The Secession of Singapore: Malaysia’s independence was also followed by difficulties with
Singapore. Under the terms of federation, Singapore accepted underrepresentation in the House of Representatives and also accepted that its residents could not participate as full citizens in
Malaysia without fulfilling stringent naturalization requirements. Singapore’s chief minister Lee
Kwan-Yew was, however, critical of Malays’ special status, and Malays perceived Lee’s efforts to reduce their special status as an attack on Malay rights and on the country’s racial harmony. In
August 1965, officials from the federal government and Singapore held secret meetings to arrange for Singapore’s peaceful withdrawal from Malaysia, and Singapore became independent on August 6, 1965.

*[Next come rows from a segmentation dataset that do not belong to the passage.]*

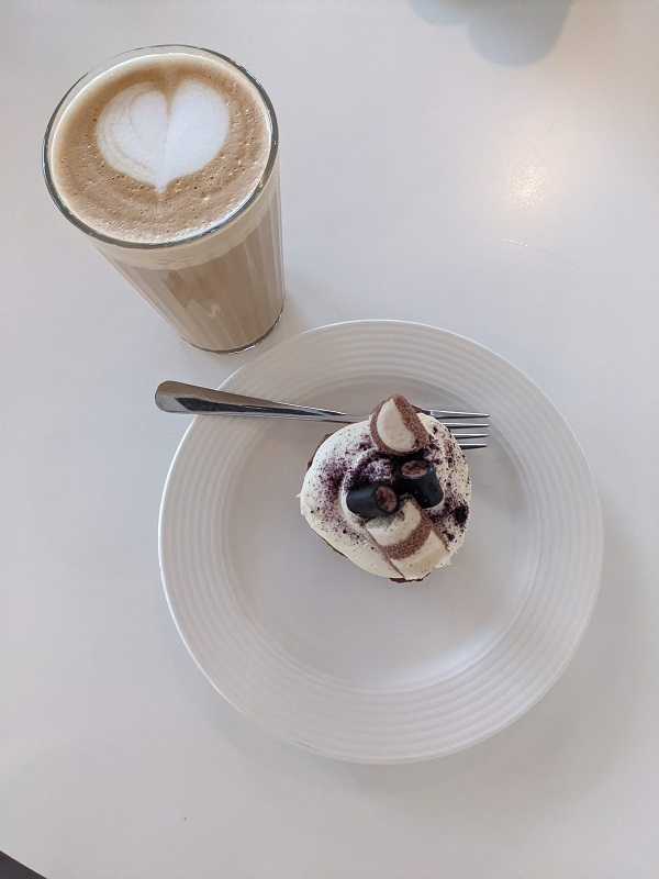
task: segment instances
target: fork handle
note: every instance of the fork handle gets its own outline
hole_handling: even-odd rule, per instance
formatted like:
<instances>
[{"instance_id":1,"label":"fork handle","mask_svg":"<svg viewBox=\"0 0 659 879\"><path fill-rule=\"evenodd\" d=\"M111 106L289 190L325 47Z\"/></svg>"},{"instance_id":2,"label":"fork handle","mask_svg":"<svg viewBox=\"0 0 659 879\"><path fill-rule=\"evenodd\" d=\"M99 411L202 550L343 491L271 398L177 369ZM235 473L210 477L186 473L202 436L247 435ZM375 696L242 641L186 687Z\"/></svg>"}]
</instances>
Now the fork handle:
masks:
<instances>
[{"instance_id":1,"label":"fork handle","mask_svg":"<svg viewBox=\"0 0 659 879\"><path fill-rule=\"evenodd\" d=\"M185 412L191 415L245 415L270 419L302 419L303 421L332 421L351 424L357 415L334 412L331 409L313 409L308 405L278 403L258 397L214 391L185 385L180 381L164 381L156 390L156 405L163 412Z\"/></svg>"}]
</instances>

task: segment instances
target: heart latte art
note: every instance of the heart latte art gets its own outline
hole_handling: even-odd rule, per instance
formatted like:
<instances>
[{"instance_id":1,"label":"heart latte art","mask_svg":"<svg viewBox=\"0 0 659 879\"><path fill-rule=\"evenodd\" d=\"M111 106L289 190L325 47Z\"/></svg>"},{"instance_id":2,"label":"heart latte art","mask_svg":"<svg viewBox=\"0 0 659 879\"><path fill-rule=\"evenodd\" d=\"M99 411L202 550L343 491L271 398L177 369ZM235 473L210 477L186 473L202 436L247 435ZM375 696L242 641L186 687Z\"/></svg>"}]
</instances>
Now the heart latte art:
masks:
<instances>
[{"instance_id":1,"label":"heart latte art","mask_svg":"<svg viewBox=\"0 0 659 879\"><path fill-rule=\"evenodd\" d=\"M109 165L161 193L177 177L204 168L227 129L222 97L186 79L170 100L147 82L121 91L103 108L97 138Z\"/></svg>"},{"instance_id":2,"label":"heart latte art","mask_svg":"<svg viewBox=\"0 0 659 879\"><path fill-rule=\"evenodd\" d=\"M82 222L113 238L176 242L230 219L259 186L270 120L256 87L208 57L132 58L66 109L53 177Z\"/></svg>"}]
</instances>

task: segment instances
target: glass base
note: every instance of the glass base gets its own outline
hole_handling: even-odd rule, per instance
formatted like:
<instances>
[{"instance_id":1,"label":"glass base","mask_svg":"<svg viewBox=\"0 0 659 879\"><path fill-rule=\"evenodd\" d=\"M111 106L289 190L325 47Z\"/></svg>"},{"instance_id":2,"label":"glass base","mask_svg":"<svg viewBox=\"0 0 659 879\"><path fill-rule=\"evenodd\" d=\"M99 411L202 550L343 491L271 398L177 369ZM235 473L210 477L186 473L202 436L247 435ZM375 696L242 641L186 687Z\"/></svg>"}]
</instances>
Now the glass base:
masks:
<instances>
[{"instance_id":1,"label":"glass base","mask_svg":"<svg viewBox=\"0 0 659 879\"><path fill-rule=\"evenodd\" d=\"M283 305L286 305L286 299L284 299ZM242 351L249 351L249 348L255 348L257 345L259 345L264 341L264 338L267 338L270 335L272 330L275 330L275 327L277 326L277 324L281 320L281 315L283 314L283 305L281 307L281 311L277 315L277 320L275 321L272 326L269 330L267 330L263 334L263 336L259 336L254 342L250 342L248 345L243 345L239 348L203 348L201 345L196 345L193 342L189 342L187 338L183 338L183 336L181 336L181 338L183 340L183 342L187 342L188 345L192 345L193 348L197 348L198 351L208 351L209 354L239 354Z\"/></svg>"}]
</instances>

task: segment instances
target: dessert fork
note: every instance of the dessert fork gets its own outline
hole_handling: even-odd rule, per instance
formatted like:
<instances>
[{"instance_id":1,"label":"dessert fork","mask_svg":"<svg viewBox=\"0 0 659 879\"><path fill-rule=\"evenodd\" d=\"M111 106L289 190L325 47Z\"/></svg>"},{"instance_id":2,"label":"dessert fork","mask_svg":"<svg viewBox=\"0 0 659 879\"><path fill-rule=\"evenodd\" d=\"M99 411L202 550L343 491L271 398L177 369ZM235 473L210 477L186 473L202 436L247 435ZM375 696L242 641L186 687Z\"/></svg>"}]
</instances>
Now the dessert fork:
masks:
<instances>
[{"instance_id":1,"label":"dessert fork","mask_svg":"<svg viewBox=\"0 0 659 879\"><path fill-rule=\"evenodd\" d=\"M368 415L351 415L332 409L282 403L261 400L258 397L243 397L239 393L199 388L180 381L164 381L156 390L156 405L163 412L185 412L190 415L243 415L248 418L301 419L303 421L330 421L351 424L364 421ZM462 433L462 431L487 430L489 419L484 412L447 412L442 409L422 409L426 415L440 421L454 434L463 449L485 448L487 443L472 439L487 439L487 433ZM459 432L459 433L458 433Z\"/></svg>"}]
</instances>

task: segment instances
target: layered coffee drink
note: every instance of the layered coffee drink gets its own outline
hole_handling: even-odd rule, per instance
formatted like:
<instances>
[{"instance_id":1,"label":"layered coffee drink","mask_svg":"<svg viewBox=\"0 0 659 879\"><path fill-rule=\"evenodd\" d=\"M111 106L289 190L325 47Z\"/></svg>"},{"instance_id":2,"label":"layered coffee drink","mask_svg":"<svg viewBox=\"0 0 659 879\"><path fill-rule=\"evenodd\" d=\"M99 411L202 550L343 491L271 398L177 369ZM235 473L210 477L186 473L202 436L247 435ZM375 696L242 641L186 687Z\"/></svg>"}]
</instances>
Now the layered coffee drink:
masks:
<instances>
[{"instance_id":1,"label":"layered coffee drink","mask_svg":"<svg viewBox=\"0 0 659 879\"><path fill-rule=\"evenodd\" d=\"M283 307L278 133L224 56L137 49L92 70L44 141L57 205L188 342L256 344Z\"/></svg>"}]
</instances>

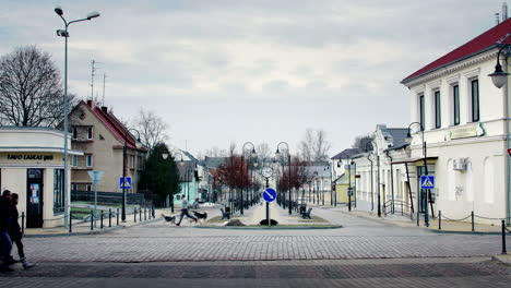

The Kuala Lumpur Riots of May 1969 and Their Aftermath: After the separation of Singapore and Malaysia, ethnic issues continued to simmer between Malays and Chinese. In the elections of May 1969, the Alliance was opposed by the Democratic Action Party, which had a predominantly Chinese following and advocated the abolition of Malays’ special status. After a bitter campaign between the two sides, the Alliance maintained power but lost a significant share of the total vote. Opposition party supporters held public demonstrations to celebrate their election gains, and violence broke out between opposition supporters and Malay bystanders.
Riots ensued for two weeks, mostly in Kuala Lumpur, and resulted in hundreds of casualties, primarily Chinese and Indians. The government declared a state of emergency and ultimately passed laws against questioning governing institutions and Malays’ special status.